We were on our way to Austin to visit my sister and her family. Michael and I purposefully chose to drive late at night so that traffic would have died down and it would be an easy trip.
A bit groggy, I asked what was going on. But I knew Michael so, I knew the answer. He was speeding and we were being pulled over. Immediately, I asked about the City of Lewisville warrant for unpaid speeding tickets. He gruffly confirmed what I thought…he had not paid them. Shit. He could go to jail for that.
“Step out of the car, sir.”
Diego, our six year-old son, was awake by then. Not only was this totally fucked that my son watched his dad get arrested, but now there we were (me and two children) in some random Texas city in the middle of the night.
I knew immediately what the kids and I were going to do. My number one priority at that moment was to get us home safely and tuck my babies in their beds. I turned the car around and drove home in the darkness, assuring Diego that Daddy just needed to handle some paperwork with the police. I knew calling my sister was inevitable. I’d have to tell the truth, awkward as that was going to be, because this was too crazy and it wasn’t my crazy.
Disappointment and frustration mixed with my increasing rage but I had no sense of dread. I was just really tired. I would deal with everything in the morning. Finally arriving home after 1:00 a.m, I carried each child to their bed and left the car packed with our bags. And I went to sleep.
Many years of practice allowed me this gift. In the beginning of my relationship with Michael, when things went “wrong,” I would have been up all night. Worrying. Crying. Strategizing. Now, I had two little ones depending on me and I would need to function. I was tired of cleaning up Michael’s messes. I don’t remember any dreams from that night. That’s often a great relief. Sleep is good.
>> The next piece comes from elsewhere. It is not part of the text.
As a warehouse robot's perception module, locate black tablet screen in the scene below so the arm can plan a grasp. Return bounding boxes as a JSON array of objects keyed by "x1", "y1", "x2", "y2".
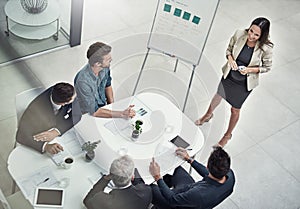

Over coffee and a cigarette, I called the Waxahachie police department to get the details on Michael’s bond and release information. The officer confirmed that he was in jail and the charges were for a warrant for speeding tickets in the City of Lewisville and having a controlled substance in a police facility. Wait…what?
Damn it, Michael. I immediately assumed it was pot. He had a history with pot. Fucker. Stupid fucker. What the hell kind of husband and father was he, driving his family on a road trip with pot on him. I hung up the phone and thought screw that…he can figure out how to get out of there on his own.
As the result of many years of hard-earned experience, I knew the best thing to do was to keep busy and maintain a schedule. So, I decided to grab the kids and go out to lunch. Lunch would then be followed by a long nap for all of us.
After I clicked two year-old Gabi into her car seat, I opened the driver’s door and something in the side pocket caught the light and caught my eye. A clear glass pipe. I picked it up thinking I knew what it was…a marijuana pipe. Upon further inspection, I realized that this couldn’t be used for pot. It had a milky white substance inside of it.
Crack pipe? I’d never seen one, but could only assume. I hid it in the garage and took the kids to lunch. All I could think about was that I drove for more than two hours last night with my children sleeping in the car and a crack pipe. What if I had been pulled over? What then?
We returned home and I got the kids down for their nap. I couldn’t sleep now. I went to the garage and pulled out the pipe. I called Michael’s best friend’s girlfriend. Her response, although cryptic, said it all. “Oh Aimee, I have wanted to tell you but…” I pressed and she spilled. Michael and his friend had been smoking meth for some time together.